Performance considerations

Author:

Jacek Dziedzic, University of Southampton

How quickly ONETEP runs your calculations depends on a number of factors. Choosing the number of nodes, processes and threads has already been described in Running ONETEP in parallel environments.

Here we mention techniques that can be used in addition to an efficient parallel decomposition to improve performance.

Fast sparse-to-dense and dense-to-sparse conversions

In many scenarios, ensemble DFT calculations being a notable example, ONETEP needs to convert between two matrix representations – a distributed sparse one (“SPAM3”), and a distributed dense one (“BLACS”). These conversions happen multiple (hundreds) times in a run, and involve substantial data communication. There are two ways in which ONETEP can do these – conveniently termed “slow” and “fast”.

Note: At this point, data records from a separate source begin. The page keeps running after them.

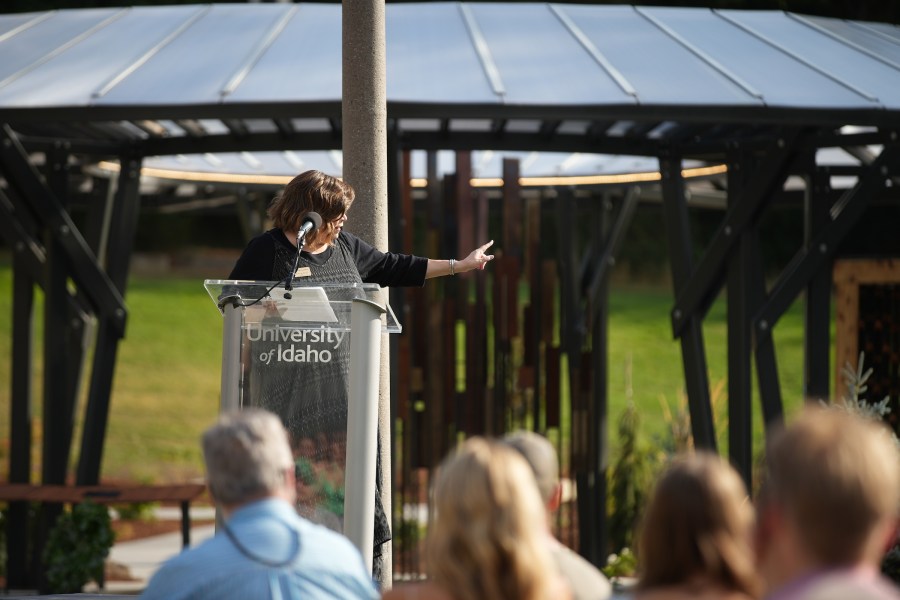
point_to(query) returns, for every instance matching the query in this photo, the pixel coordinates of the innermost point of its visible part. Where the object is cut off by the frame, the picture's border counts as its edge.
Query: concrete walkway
(144, 556)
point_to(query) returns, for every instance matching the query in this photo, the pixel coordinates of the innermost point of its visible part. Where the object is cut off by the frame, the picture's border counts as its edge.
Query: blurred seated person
(263, 549)
(488, 539)
(585, 580)
(828, 508)
(696, 534)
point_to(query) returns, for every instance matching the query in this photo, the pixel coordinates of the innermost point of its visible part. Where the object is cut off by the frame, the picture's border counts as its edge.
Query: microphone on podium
(311, 222)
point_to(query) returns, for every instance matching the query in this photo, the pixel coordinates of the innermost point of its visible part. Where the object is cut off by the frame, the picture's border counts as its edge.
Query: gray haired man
(586, 581)
(263, 548)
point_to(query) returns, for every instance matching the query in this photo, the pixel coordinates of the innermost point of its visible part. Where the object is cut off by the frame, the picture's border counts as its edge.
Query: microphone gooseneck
(311, 222)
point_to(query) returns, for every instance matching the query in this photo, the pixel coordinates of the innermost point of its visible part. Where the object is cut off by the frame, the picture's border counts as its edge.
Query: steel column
(740, 309)
(817, 313)
(698, 291)
(18, 574)
(121, 241)
(691, 336)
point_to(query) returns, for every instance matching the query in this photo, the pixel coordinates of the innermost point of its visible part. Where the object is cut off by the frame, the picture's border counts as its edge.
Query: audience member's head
(831, 495)
(488, 536)
(585, 580)
(248, 457)
(540, 455)
(697, 530)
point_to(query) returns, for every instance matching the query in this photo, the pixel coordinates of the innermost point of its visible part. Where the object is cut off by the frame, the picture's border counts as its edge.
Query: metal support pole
(692, 348)
(119, 236)
(362, 425)
(817, 329)
(17, 523)
(740, 334)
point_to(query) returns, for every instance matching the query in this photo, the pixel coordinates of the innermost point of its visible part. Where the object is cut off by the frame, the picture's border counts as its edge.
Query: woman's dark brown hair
(698, 525)
(312, 191)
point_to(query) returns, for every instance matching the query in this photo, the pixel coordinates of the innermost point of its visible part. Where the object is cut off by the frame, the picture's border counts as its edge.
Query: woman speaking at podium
(331, 255)
(312, 209)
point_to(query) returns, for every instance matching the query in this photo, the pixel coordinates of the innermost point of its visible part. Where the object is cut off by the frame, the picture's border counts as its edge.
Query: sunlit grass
(166, 386)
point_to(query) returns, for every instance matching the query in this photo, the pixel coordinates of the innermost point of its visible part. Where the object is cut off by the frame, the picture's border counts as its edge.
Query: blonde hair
(698, 523)
(312, 191)
(487, 540)
(837, 477)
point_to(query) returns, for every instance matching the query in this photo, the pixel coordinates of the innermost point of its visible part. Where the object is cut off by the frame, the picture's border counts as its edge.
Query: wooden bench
(184, 494)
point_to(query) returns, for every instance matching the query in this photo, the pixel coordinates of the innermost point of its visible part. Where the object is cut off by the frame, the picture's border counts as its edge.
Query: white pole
(362, 425)
(231, 356)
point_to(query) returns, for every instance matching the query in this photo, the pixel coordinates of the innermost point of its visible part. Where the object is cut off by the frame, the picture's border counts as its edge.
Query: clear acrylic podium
(312, 355)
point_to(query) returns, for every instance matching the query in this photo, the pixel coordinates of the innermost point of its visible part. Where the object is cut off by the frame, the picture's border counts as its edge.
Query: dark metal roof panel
(303, 63)
(196, 66)
(782, 79)
(430, 57)
(87, 68)
(548, 64)
(26, 50)
(878, 38)
(449, 54)
(831, 55)
(661, 67)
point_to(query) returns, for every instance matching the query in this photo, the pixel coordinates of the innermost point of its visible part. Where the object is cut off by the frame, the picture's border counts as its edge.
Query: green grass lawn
(166, 387)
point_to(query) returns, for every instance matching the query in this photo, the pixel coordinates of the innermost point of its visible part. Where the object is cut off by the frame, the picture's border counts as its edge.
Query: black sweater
(270, 256)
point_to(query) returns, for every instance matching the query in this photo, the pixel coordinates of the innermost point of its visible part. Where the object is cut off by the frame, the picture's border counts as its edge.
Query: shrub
(77, 548)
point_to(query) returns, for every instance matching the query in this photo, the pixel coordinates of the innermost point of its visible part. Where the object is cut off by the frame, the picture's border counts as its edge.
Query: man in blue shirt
(263, 549)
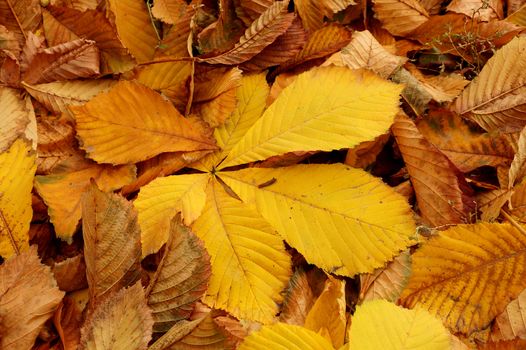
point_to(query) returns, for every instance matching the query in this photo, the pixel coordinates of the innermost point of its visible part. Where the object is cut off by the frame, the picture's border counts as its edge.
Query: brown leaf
(400, 17)
(298, 300)
(442, 193)
(28, 298)
(112, 248)
(123, 321)
(93, 25)
(67, 321)
(185, 268)
(71, 60)
(71, 273)
(263, 31)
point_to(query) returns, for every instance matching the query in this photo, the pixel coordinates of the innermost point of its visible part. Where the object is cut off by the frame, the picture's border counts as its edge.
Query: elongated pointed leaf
(112, 248)
(161, 199)
(496, 99)
(341, 219)
(17, 170)
(285, 336)
(468, 274)
(379, 324)
(131, 123)
(316, 113)
(249, 264)
(181, 278)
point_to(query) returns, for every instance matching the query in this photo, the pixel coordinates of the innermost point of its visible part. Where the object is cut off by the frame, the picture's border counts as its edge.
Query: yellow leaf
(122, 321)
(467, 274)
(496, 98)
(161, 199)
(17, 169)
(341, 219)
(250, 266)
(57, 96)
(185, 269)
(131, 123)
(14, 117)
(251, 94)
(379, 324)
(65, 214)
(285, 336)
(328, 312)
(135, 28)
(317, 112)
(28, 298)
(112, 248)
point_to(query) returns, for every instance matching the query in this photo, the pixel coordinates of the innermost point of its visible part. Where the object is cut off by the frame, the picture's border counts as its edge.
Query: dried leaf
(467, 274)
(112, 247)
(123, 321)
(138, 124)
(17, 169)
(185, 269)
(442, 193)
(29, 297)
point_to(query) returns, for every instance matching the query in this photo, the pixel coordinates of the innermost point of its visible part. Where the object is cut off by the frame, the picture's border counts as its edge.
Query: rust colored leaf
(271, 24)
(298, 300)
(71, 60)
(123, 321)
(442, 193)
(112, 247)
(28, 298)
(185, 268)
(400, 17)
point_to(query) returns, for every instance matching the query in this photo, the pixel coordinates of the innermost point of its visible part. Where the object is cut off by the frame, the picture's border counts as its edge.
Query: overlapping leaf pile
(262, 174)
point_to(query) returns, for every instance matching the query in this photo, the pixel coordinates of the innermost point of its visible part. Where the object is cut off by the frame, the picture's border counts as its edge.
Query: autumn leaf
(29, 296)
(306, 129)
(139, 116)
(17, 169)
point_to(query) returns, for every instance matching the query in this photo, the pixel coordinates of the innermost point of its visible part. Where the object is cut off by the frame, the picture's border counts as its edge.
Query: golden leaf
(467, 274)
(131, 123)
(17, 169)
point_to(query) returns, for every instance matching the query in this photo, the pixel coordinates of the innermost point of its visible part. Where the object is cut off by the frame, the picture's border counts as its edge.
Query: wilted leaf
(131, 123)
(181, 278)
(379, 324)
(17, 169)
(263, 31)
(285, 336)
(65, 214)
(387, 283)
(57, 96)
(327, 315)
(161, 199)
(123, 321)
(250, 266)
(134, 28)
(511, 323)
(442, 193)
(298, 300)
(326, 123)
(112, 247)
(14, 117)
(400, 17)
(71, 60)
(496, 98)
(317, 212)
(29, 296)
(468, 274)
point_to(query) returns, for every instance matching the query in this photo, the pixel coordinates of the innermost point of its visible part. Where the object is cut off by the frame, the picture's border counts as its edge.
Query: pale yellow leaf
(17, 170)
(316, 113)
(341, 219)
(250, 266)
(161, 199)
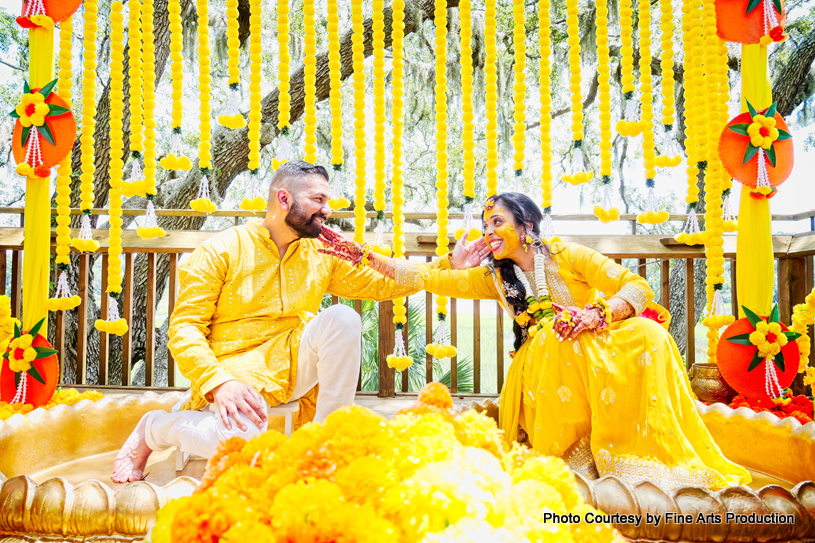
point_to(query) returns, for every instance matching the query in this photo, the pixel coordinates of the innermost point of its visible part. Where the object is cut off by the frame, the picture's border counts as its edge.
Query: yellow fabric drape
(37, 244)
(754, 253)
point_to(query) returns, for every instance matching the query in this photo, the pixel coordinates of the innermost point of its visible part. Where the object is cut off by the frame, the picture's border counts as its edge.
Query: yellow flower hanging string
(62, 299)
(670, 156)
(358, 49)
(468, 128)
(134, 186)
(151, 229)
(399, 359)
(258, 199)
(335, 100)
(545, 71)
(491, 94)
(578, 173)
(439, 348)
(284, 98)
(695, 132)
(85, 241)
(652, 213)
(379, 245)
(113, 323)
(174, 159)
(232, 117)
(606, 212)
(203, 203)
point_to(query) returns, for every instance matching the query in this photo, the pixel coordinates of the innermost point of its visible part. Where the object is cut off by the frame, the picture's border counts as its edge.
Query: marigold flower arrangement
(426, 475)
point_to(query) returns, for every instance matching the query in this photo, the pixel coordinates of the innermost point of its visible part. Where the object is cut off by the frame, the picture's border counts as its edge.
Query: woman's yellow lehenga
(620, 397)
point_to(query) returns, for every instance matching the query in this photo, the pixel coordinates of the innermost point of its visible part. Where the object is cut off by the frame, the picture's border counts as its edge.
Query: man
(244, 331)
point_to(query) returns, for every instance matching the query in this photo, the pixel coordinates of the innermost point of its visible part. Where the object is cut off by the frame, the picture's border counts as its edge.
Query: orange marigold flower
(436, 394)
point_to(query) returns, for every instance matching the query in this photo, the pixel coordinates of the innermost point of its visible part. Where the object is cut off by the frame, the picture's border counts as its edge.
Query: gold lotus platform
(55, 470)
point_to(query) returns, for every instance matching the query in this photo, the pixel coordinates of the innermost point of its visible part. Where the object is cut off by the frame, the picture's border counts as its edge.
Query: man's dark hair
(293, 170)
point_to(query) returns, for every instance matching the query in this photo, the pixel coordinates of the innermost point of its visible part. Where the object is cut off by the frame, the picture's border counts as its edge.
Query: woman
(598, 385)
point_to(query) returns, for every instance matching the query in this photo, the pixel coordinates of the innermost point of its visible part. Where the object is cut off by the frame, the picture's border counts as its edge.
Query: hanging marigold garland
(151, 229)
(545, 81)
(399, 359)
(174, 159)
(203, 202)
(491, 95)
(284, 98)
(652, 213)
(358, 48)
(578, 174)
(85, 242)
(695, 133)
(113, 324)
(627, 126)
(670, 156)
(715, 65)
(232, 118)
(519, 87)
(468, 127)
(135, 184)
(310, 77)
(439, 348)
(378, 28)
(256, 200)
(606, 212)
(62, 299)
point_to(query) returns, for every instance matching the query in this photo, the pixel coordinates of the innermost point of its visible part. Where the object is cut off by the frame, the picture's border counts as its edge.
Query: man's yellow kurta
(242, 308)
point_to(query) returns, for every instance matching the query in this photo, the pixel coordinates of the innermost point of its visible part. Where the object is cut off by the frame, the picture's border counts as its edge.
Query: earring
(526, 241)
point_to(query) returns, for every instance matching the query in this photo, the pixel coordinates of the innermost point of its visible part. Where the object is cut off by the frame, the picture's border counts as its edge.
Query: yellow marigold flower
(33, 110)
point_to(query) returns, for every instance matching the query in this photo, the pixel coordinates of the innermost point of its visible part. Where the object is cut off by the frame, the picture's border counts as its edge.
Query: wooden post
(82, 319)
(172, 295)
(387, 375)
(127, 313)
(690, 315)
(150, 321)
(103, 312)
(477, 346)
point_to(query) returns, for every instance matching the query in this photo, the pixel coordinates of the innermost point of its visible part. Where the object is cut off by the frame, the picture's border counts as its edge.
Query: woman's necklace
(540, 306)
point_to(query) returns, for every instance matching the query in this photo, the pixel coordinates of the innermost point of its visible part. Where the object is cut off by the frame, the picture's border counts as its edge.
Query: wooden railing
(646, 254)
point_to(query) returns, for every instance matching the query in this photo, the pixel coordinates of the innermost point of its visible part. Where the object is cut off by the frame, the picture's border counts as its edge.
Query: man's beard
(302, 224)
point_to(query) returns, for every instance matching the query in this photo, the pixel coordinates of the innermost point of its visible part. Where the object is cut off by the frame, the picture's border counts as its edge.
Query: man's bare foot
(132, 458)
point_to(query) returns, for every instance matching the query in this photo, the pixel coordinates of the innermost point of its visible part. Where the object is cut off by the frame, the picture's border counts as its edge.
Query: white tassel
(692, 224)
(113, 310)
(651, 203)
(150, 220)
(203, 188)
(399, 348)
(630, 109)
(547, 227)
(606, 196)
(762, 177)
(577, 160)
(727, 214)
(63, 290)
(136, 172)
(19, 397)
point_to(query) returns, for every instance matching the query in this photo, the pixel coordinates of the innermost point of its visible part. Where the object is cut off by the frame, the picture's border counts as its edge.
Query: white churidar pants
(330, 354)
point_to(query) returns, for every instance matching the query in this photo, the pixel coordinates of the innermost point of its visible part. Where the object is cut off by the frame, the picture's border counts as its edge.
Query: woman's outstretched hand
(340, 246)
(468, 254)
(581, 320)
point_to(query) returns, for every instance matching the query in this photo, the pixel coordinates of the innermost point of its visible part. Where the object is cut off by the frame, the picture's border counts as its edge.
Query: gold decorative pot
(709, 385)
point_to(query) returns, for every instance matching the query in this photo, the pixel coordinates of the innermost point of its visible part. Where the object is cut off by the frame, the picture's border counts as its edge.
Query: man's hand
(468, 254)
(233, 396)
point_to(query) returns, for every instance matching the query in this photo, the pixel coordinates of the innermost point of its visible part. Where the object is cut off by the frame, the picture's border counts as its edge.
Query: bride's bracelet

The slow approach is the only approach available until ONETEP 6.1.21. Starting from ONETEP 6.1.22, a fast approach is also available, and is the default. This means that no action is required on your part to use the fast approach. The fast approach is up to several times faster (for this part of the calculation).

You can check which approach you are using by examining the timings printed out at the end of your calculation (provided you are not using timings_level 0). If your timings include sparse_spam3toblacs_real_fast and sparse_blacstospam3_real_fast – you are using the fast approach. If instead you have sparse_spam3toblacs_real_slow and sparse_blacstospam3_real_slow – you are using the slow approach.

To switch between the approaches use:
  • fast_dense_to_sparse T and fast_sparse_to_dense T – for the fast approach,

  • fast_dense_to_sparse F and fast_sparse_to_dense F – for the slow approach.

The fast approach is currently incompatible with the image comms subsystem needed by NEB. This means you cannot use the fast approach with NEB. Please add fast_dense_to_sparse F and fast_sparse_to_dense F to your input file when using NEB.

Fast density calculation (for users)

This is a user-level explanation – for developer-oriented material, see Fast density calculation (for developers).

Calculating the electronic charge density is one of the more time-consuming operations in ONETEP. In a typical calculation it has to be performed hundreds of times. There are two ways in which ONETEP can calculate the density – conveniently termed “slow” and “fast”.

The slow approach is the only approach available until ONETEP 7.1.7. Starting with ONETEP 7.1.8, a fast approach is also available, but it is not the default. This means that action is required on your part to use the fast approach. The fast approach is up to several times faster (for this part of the calculation), but that depends heavily on the system. It does require more memory.

The fast approach works best for “serious” systems, it’s not meant to address scenarios with KE cutoffs below 700-800 eV or NGWFs smaller than 8.0 a0. It will also not perform well when your FFT-box is small (say, below 80 x 80 x 80 points), as happens e.g. for very small periodic supercells. In this case it can actually be slower.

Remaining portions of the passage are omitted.